Assim
termina a história de Abraão no Livro do Génesis, quando ficou
«repleto de dias». E como ele, muitos mais caminharam serenamente
para se juntarem aos antepassados, rodeados de carinho.
Esta
expressão tão doce e familiar suaviza a morte como separação e
fortalece a fé na reunião. É um momento, ou um processo, em que
sobressai o valor fundamental da união. E não apenas com as pessoas
que acompanham esse custoso momento, ou com as mais familiares do
passado. Faz-nos cair na conta de que cada um de nós é um elo
imprescindível da infindável corrente que forma a Humanidade.
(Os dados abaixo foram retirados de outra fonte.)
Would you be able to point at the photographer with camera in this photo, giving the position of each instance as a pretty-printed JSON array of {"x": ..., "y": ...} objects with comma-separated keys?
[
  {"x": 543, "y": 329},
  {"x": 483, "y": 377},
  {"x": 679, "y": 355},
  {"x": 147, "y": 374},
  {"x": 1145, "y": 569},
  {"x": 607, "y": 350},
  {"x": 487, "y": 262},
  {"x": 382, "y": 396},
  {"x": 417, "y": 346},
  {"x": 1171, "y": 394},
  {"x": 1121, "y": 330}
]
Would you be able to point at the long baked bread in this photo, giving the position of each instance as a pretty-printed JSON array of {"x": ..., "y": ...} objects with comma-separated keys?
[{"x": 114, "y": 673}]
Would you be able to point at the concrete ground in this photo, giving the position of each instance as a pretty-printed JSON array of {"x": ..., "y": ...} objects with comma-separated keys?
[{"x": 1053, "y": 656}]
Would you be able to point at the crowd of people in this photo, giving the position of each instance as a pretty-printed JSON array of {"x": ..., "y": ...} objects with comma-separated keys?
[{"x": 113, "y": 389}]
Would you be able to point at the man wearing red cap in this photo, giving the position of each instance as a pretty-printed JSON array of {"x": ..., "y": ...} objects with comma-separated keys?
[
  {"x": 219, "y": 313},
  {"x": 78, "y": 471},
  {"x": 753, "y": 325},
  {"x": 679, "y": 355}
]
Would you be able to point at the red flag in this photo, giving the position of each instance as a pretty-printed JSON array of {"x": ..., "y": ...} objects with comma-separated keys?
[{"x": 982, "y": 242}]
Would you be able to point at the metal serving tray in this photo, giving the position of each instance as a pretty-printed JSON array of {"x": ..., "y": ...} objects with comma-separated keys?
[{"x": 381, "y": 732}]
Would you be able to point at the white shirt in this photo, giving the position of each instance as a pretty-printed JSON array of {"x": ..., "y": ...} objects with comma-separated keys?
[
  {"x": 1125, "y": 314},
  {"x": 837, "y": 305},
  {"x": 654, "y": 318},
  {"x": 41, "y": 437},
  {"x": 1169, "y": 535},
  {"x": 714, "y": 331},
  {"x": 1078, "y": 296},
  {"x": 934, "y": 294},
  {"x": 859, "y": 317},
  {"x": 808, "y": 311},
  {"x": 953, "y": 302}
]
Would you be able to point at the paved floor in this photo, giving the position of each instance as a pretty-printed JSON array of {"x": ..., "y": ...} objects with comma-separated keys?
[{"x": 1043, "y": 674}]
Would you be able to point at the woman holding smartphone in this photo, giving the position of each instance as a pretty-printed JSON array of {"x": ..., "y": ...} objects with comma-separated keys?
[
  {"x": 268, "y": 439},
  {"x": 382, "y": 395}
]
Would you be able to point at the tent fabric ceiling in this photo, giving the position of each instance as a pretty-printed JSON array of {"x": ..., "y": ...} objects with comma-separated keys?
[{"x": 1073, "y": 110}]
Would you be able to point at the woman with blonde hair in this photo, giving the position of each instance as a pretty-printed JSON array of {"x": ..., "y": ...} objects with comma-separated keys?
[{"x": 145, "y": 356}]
Sentimo-nos ligados a toda a gente do passado, do presente e do
futuro – todos reflectimos as nossas alegrias e angústias, o bem e o
mal de que somos capazes. Todos formamos uma comunhão de profundos
sentimentos, de ideais, sucessos e insucessos.
E
lança-nos um aviso: somos responsáveis por desenvolver os dons e
facilidades que possuímos, para bem de toda a Humanidade. Certos de
que nenhum elo da Humanidade é inútil: com todos aprendemos e todos
nos despertam contra a tentação da imobilidade ou indiferença. Com
um carinho especial por quem dá o primeiro choro e o primeiro
sorriso no nosso mundo e por quem dele se vai despedindo.
Ser
próximo de quem se vai despedindo traduz-se num estímulo para
continuar com mais ardor a verdadeira missão no mundo de quem nos
passa o testemunho, por mais jovem ou desprotegido que seja. As
nossas festas e diversões, estudo ou trabalho duro, manifestações de
amizade e amor… tudo pode ser feito de maneira a tornar melhor o
mundo que nos foi entregue. E deixando boas dicas para quem nos
sucederá.
Na
verdade, cada um de nós é fruto de um passado e do momento que
passa; mas é também a semente para frutos cada vez melhores.
Se não
alimentamos o prazer de boas sementeiras no futuro, não conseguimos
enfrentar e dar sentido ao sofrimento e às catástrofes que nos
afligem. Abandonando os outros, ficamos sozinhos e indefesos perante
a morte. Ser um elo da Humanidade é fortalecer para sempre a grande
corrente de vida que forma a aventura humana. O orgulho de ser
humano traduz-se no «humanismo», mais notável quando nos unimos em
tempos de calamidade, mas que tem de estar sempre presente na
«política» de todos os dias, pois todos somos responsáveis por
garantir a melhor forma de viver.
A
sociedade humana baseia-se na comunicação. Que seja sincera e
verdadeira. Que procure compreender os problemas dos outros, com
respeito e cuidado e sem preconceitos contra a ternura. Como se os
problemas fossem nossos (e também são). É isto a compaixão. É isto a
comunhão, conceito afim a comunicação. É isto a proximidade.
Conceitos a que o papa Francisco tem dado importância especial, na
«largada» de todos os que se unem para nova e exigente caminhada.
Se a
técnica promove a comunicação, não pode ser para nos destruirmos uns
aos outros mas para aumentar o conhecimento, saborear mais a beleza
da caminhada e sentir a frescura da força que nos move. E darmos
conta da dignidade extrema da Humanidade que, ao longo do tempo e do
espaço, penetra cada vez mais profundamente no mistério da vida e no
mistério de Alguém que chamamos Deus, que é o mais perfeito Pai e
Mãe tanto na mais escura noite como no mais brilhante dia. E que nos
prepara a festa da Paz e Alegria em que todos nos juntaremos na Casa
Comum da Humanidade como única Família.